2020 Unemployment Compensation Exclusion FAQs — Topic D: Amended Return (Form 1040-X)

Q1. What if I already filed my 2020 tax return? Do I need to file a Form 1040-X to amend my tax return to report the exclusion? (added April 29, 2021)

A1. Unless you're entitled to a new credit or additional deductions as described in Topic E, there's no need to file an amended return (Form 1040-X) to report the amount of unemployment compensation to exclude. The IRS will perform the corrections starting in late May and continue throughout the summer and into the fall.

If you already filed your tax return, we'll determine the correct taxable amount of unemployment compensation and tax. We'll also adjust any non-refundable or refundable credits that you reported on your return that are impacted by the exclusion.

Any resulting overpayment of tax will be either refunded by direct deposit or by paper check or will be applied to your other outstanding tax liabilities.

A notice confirming the change will be sent to you when your return is corrected. Keep that notice for your records in case your tax return preparer or state department of taxation requests a copy.

Q2. What if I know I'll be entitled to a credit or deduction that wasn't claimed on my tax return? Should I file an amended return? (updated June 8, 2021)

A2. Yes. Once you're aware the exclusion of up to $10,200 in unemployment compensation now makes you eligible for a credit or deduction not claimed on your original return, file an amended return to claim the new credit or deduction. You can file this amended return electronically if the original return was filed electronically. See Form 1040-X, Amended U.S. Individual Income Tax Return for additional information.

The IRS will adjust the credits already claimed on your return that are impacted by the exclusion.

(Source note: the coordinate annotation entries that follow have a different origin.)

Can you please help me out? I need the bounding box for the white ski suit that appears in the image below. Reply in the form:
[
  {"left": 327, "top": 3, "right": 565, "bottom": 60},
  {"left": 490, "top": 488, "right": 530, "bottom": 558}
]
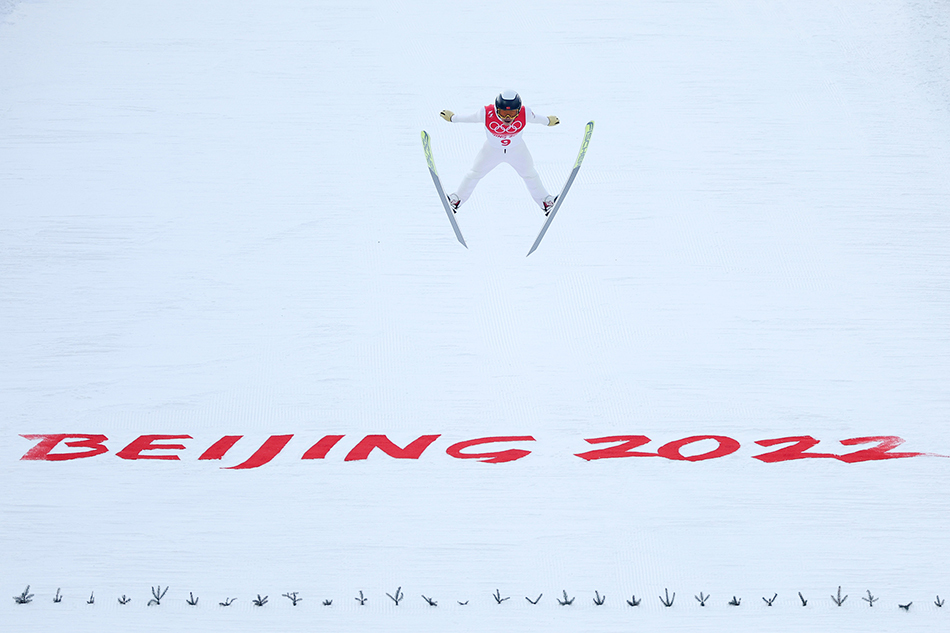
[{"left": 452, "top": 105, "right": 549, "bottom": 209}]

Example: You didn't claim the Earned Income Tax Credit (EITC) for your qualifying children on your 2020 tax return because your AGI was too high. Because the unemployment compensation exclusion reduced your AGI, you're now eligible for a $250 EITC. However, you need to file an amended return including a Schedule EIC to claim the EITC and any other credits not claimed on your original return. If, instead, you claimed $50 in EITC on your 2020 tax return, don't file a Form 1040-X solely to change the EITC amount. The amount of this and other credits that you claimed on the original return will automatically be adjusted by the IRS when we apply the exclusion.

Q3. I already filed an amended return (Form 1040-X) to claim the unemployment compensation exclusion, will this cause any issues or delay my refund? (added April 29, 2021)

A3. No. The IRS can identify a duplicate claim or mixed adjustment scenarios. If the Form 1040-X has changes other than unemployment compensation exclusion, only the part of the claim that was not adjusted when we applied the exclusion will be considered after we apply the exclusion. Filing a Form 1040-X won't increase the time it takes the IRS to make the automatic correction or reduce the time it takes to process your automatic correction.